Tuesday, December 15, 2009

Unity, Dependency Injection and Service Locators

For a while now, I’ve been chewing on some thoughts about the service locators versus dependency injection, but struggled to find the right way to say it.  I sent an email to a colleague today that tried to describe some of the lessons learned from my last project.  It comes close the visceral feelings I have around this subject, but describes it well.  Here it is unaltered:

When you pull dependencies in from the Container, you’re using a Service Locator feature of Unity; When you push dependencies in via the constructor, you’re using Dependency Injection.  There’s much debate over which pattern to use.  When using dependency injection, the biggest advantage is that the relationship between objects is well known.  This helps us understand the responsibilities of each object better, may have better performance (if we’re resolving dependencies a lot) and it makes it easier to write tests that isolate the behavior of the subject under test.

In a project where we’re resolving dependencies at runtime, the true nature of the dependencies between objects is obscured -- developers must read through the source to understand responsibilities.  Each time a change is made to resolve new dependencies from the container, the tests will fail.  Since locating and understanding the responsibility of the dependencies in the source is a complex task, the easy solution is to simply register the missing dependencies in the container and move on.  In most cases, the object that is registered is the concrete implementation which is also susceptible to the same dependency problem.  Ultimately, this compounds the problem until the tests themselves become obscured, vague, incomplete or overly complex.

In contrast, if the dependencies were registered in the constructor, all dependencies are known at compile time.  Any changes made to the subject won’t compile until the tests are updated to reflect the new functionality.  Note that because the object doesn’t use the container, the tests become just like any other simple POCO test.

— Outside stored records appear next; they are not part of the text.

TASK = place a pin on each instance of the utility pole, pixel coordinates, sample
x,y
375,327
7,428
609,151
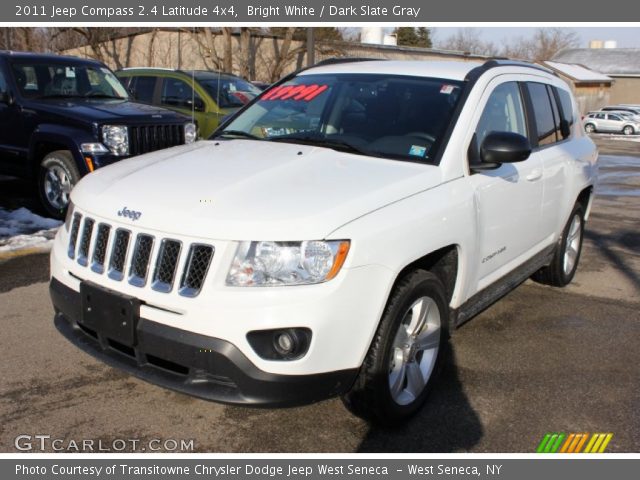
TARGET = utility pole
x,y
311,47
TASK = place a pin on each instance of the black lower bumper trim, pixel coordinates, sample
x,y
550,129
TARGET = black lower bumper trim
x,y
202,366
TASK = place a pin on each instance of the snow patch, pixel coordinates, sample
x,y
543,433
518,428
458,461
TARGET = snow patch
x,y
22,229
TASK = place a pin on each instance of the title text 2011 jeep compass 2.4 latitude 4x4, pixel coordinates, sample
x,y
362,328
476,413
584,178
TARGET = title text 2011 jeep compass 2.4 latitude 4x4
x,y
330,235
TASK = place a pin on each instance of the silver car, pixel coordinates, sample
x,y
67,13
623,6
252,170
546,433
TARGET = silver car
x,y
610,122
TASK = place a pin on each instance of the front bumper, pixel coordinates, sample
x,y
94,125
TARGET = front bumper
x,y
192,363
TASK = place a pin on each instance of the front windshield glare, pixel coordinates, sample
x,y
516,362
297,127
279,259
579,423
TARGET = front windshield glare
x,y
380,115
53,80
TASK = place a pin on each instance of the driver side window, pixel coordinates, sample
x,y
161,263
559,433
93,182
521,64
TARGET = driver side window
x,y
504,112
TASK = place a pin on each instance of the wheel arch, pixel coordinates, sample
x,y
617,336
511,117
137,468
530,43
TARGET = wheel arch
x,y
443,262
49,139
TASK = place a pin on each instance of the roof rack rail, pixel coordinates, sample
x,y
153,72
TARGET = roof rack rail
x,y
505,62
338,60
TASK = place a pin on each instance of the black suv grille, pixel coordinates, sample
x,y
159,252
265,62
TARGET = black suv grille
x,y
148,138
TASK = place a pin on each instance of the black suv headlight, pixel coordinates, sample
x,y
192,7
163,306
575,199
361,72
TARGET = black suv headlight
x,y
116,139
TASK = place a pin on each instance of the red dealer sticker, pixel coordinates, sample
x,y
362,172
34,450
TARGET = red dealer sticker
x,y
304,93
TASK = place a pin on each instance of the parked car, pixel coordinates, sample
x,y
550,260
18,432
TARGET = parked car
x,y
331,235
625,108
208,96
610,122
63,117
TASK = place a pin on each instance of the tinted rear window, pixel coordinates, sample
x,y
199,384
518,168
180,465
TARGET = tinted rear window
x,y
545,121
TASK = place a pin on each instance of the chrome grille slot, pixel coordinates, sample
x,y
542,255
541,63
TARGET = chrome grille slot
x,y
119,254
85,241
140,260
195,270
100,248
73,237
166,265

This is not a silver bullet solution however.  There are times when resolving from the container makes sense – loaders and savers, for example – but even then, the container can be hidden inside a POCO factory. In contrast to service location, the impact of constructor injection is that it may require more work upfront to realize the dependencies, though this can be mitigated in some cases using a TDD methodology where the tests satisfy the responsibilities of the subject under test as it is written.